Across the country in schools and in homes educational programs intended for school-age children are being misappropriated for the instruction of preschoolers. Books, lectures, and the media propagate the idea that only a superkid can grow up to compete successfully in the adult world thereby encouraging parents to teach infants and young children academic and athletic skills. Yet, there is considerable evidence that early instruction can do lasting harm that young children subjected to this kind of pressure are, in fact, at psychological and physical risk.

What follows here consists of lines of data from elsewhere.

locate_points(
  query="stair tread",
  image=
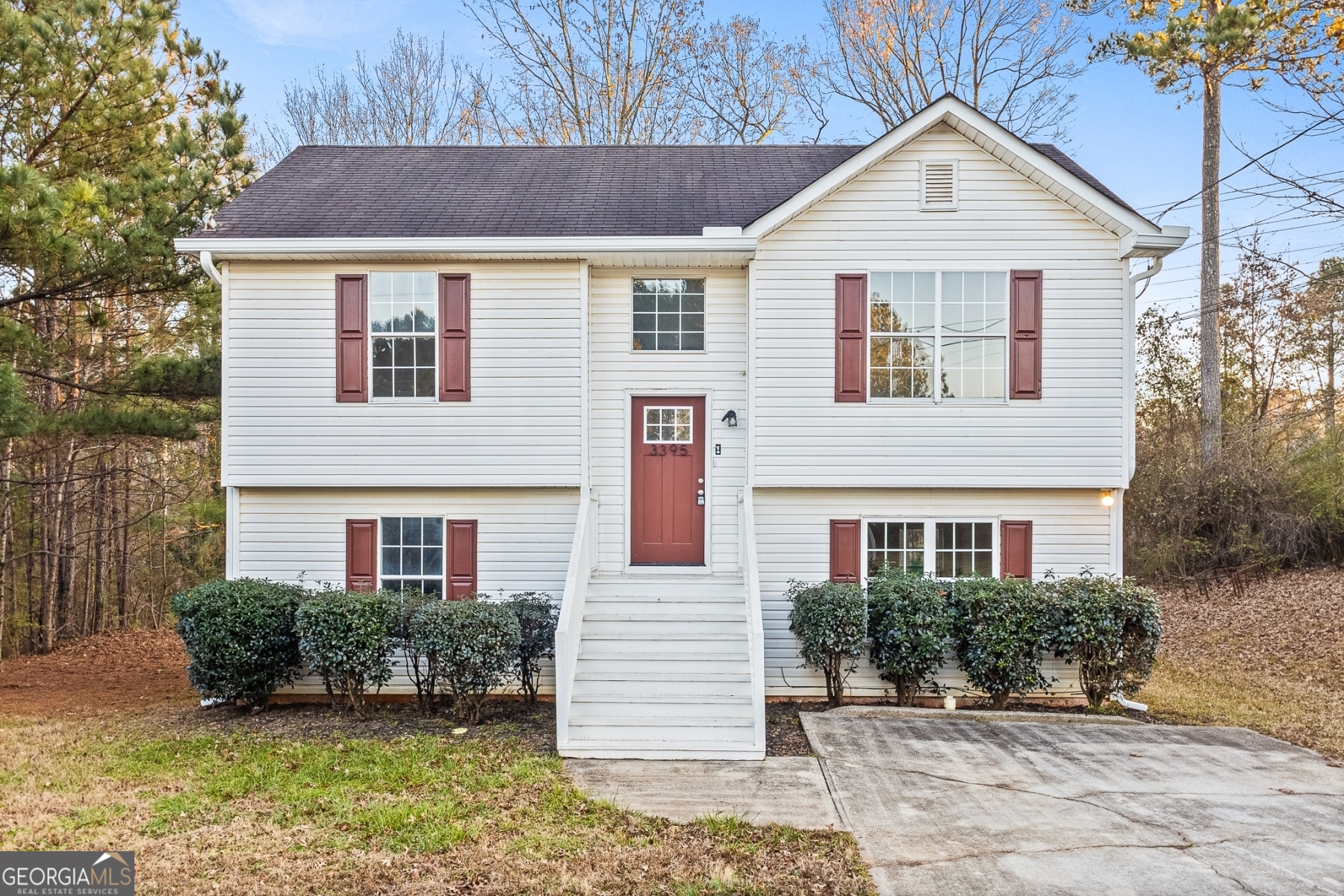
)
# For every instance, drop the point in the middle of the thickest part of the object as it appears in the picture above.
(658, 697)
(668, 676)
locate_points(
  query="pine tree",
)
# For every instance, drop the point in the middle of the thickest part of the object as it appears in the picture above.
(1195, 47)
(117, 134)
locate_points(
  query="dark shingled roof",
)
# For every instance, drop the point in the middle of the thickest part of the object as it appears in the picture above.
(1058, 156)
(530, 191)
(522, 191)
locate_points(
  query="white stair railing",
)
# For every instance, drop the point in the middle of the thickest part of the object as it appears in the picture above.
(569, 632)
(756, 628)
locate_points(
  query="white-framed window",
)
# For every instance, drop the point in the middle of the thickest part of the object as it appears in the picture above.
(668, 314)
(663, 425)
(411, 554)
(402, 316)
(939, 335)
(941, 548)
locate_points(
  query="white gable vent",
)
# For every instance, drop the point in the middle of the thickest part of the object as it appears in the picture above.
(939, 184)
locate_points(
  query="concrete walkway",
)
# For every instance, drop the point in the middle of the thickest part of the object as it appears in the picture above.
(942, 805)
(1028, 803)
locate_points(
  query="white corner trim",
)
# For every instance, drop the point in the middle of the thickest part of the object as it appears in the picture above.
(1136, 245)
(231, 529)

Dr. Elkind shows us the very real difference between the mind of a preschool child (how it works) and that of a school-age child. He makes clear how much young children can and do learn when they are presented with developmentally appropriate parenting practices and education. He shows us how healthy education supports and encourages the spontaneous learning process through which young children explore and understand their immediate world, and how miseducation ignores it, attempting to teach the wrong things at the wrong time. And, in turn, we see how early miseducation can cause permanent damage to a child's self-esteem, the loss of the positive attitude a child needs for learning the blocking of natural gifts and potential talents.
Finally, Dr. Elkind discusses what parents should look for when deciding upon the initial stages of their children's education and what preschool programs are the most considerate of the individual child. In a special section, he answers the most common questions he's heard from parents.
About the Author
David Elkind, who received his Ph.D. in psychology at UCLA, was a longtime professor of Child Study at Tufts University and Senior Resident Scholar at the Lincoln-Filene Center. He is also the author of numerous books, including "The Hurried Child" and "All Grown Up and No Place to Go."